Ordering Information
| Product Name | Catalog # | UNIT | Price | Qty | FAVORITES | |
BLM CRISPR Activation Plasmid (h) | sc-400896-ACT | 20 µg | $397.00 |
BLM encodes a RecQ family DNA helicase that safeguards genome stability by resolving aberrant DNA structures during replication and recombination. BLM functions in homologous recombination repair, replication fork restart, and dissolution of double Holliday junctions with the TOP3A–RMI1/2 complex, thereby limiting sister chromatid exchanges and chromosomal rearrangements. It is integrated with DNA damage response networks involving ATR/ATM signaling and influences cell cycle checkpoint control under replication stress. Loss of BLM activity is associated with elevated mutational burden and chromosomal instability phenotypes characteristic of Bloom syndrome and is relevant to studies of cancer-associated genome maintenance defects.
BLM CRISPR Activation Plasmid (h) provides a targeted, non-destructive approach to upregulating endogenous BLM expression without altering the underlying DNA sequence.
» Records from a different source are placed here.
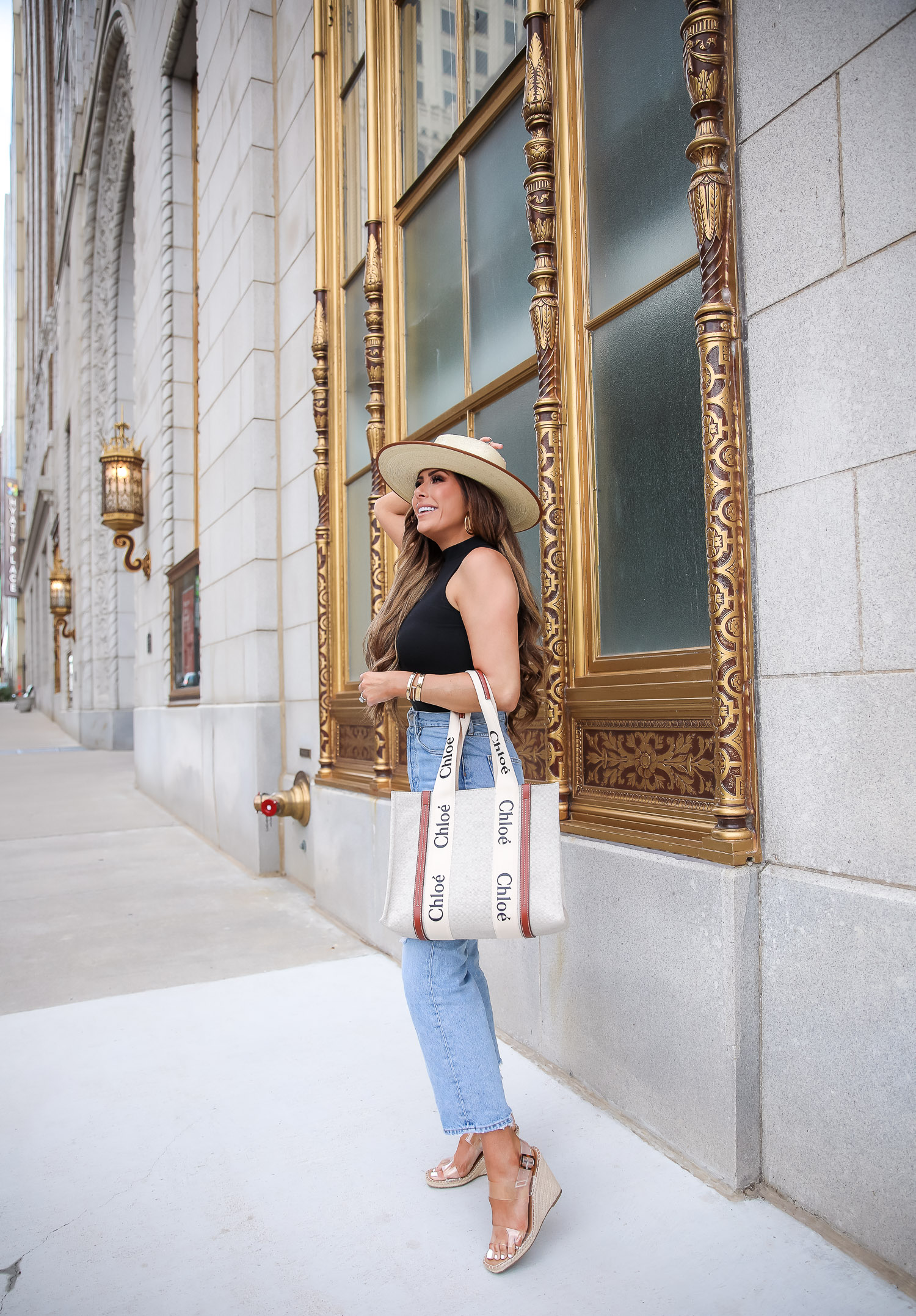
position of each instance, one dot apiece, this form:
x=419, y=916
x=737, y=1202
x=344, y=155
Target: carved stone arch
x=108, y=174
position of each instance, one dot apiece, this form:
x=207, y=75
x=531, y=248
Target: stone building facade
x=739, y=974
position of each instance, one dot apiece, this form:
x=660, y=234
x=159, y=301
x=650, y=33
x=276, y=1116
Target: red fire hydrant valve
x=294, y=803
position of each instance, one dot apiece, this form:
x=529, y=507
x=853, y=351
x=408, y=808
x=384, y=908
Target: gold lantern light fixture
x=123, y=495
x=61, y=599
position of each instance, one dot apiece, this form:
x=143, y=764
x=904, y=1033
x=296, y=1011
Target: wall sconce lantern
x=61, y=592
x=123, y=495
BLM CRISPR Activation Plasmid (h) is a three-plasmid synergistic activation mediator (SAM) system engineered for highly efficient, site-specific transcriptional upregulation of the BLM locus in human cell lines. The system is built around a catalytically inactive Cas9 (dCas9) carrying two inactivating mutations (D10A and N863A) that eliminate nuclease activity while preserving DNA binding. This dCas9 is fused to VP64, a potent transcriptional activator, and is co-expressed with a blasticidin resistance gene for selection. The second plasmid encodes the MS2-p65-HSF1 fusion protein, a secondary activator complex that works in concert with dCas9-VP64, alongside a hygromycin resistance gene. The third plasmid encodes a target-specific 20 nt sgRNA fused to two MS2 RNA aptamers that recruit the MS2-p65-HSF1 complex to the activation site, accompanied by a puromycin resistance gene. The three plasmids are delivered at a 1:1:1 mass ratio for balanced expression of all system components.
Once assembled at the target locus, the SAM complex binds within approximately 200 bp upstream of the BLM transcriptional start site, where VP64, p65, and HSF1 act in concert to recruit transcriptional machinery and drive upregulation of endogenous BLM expression. Unlike nuclease-active Cas9, dCas9 does not introduce double-strand breaks or modify the genomic sequence, preserving the native BLM locus and enabling the study of BLM-dependent transcriptional responses at the endogenous locus, making it a valuable tool for functional studies, target gene identification, and the modeling of BLM pathway restoration in tumor cells with silenced or reduced BLM expression.
For Research Use Only. Not Intended for Diagnostic or Therapeutic Use.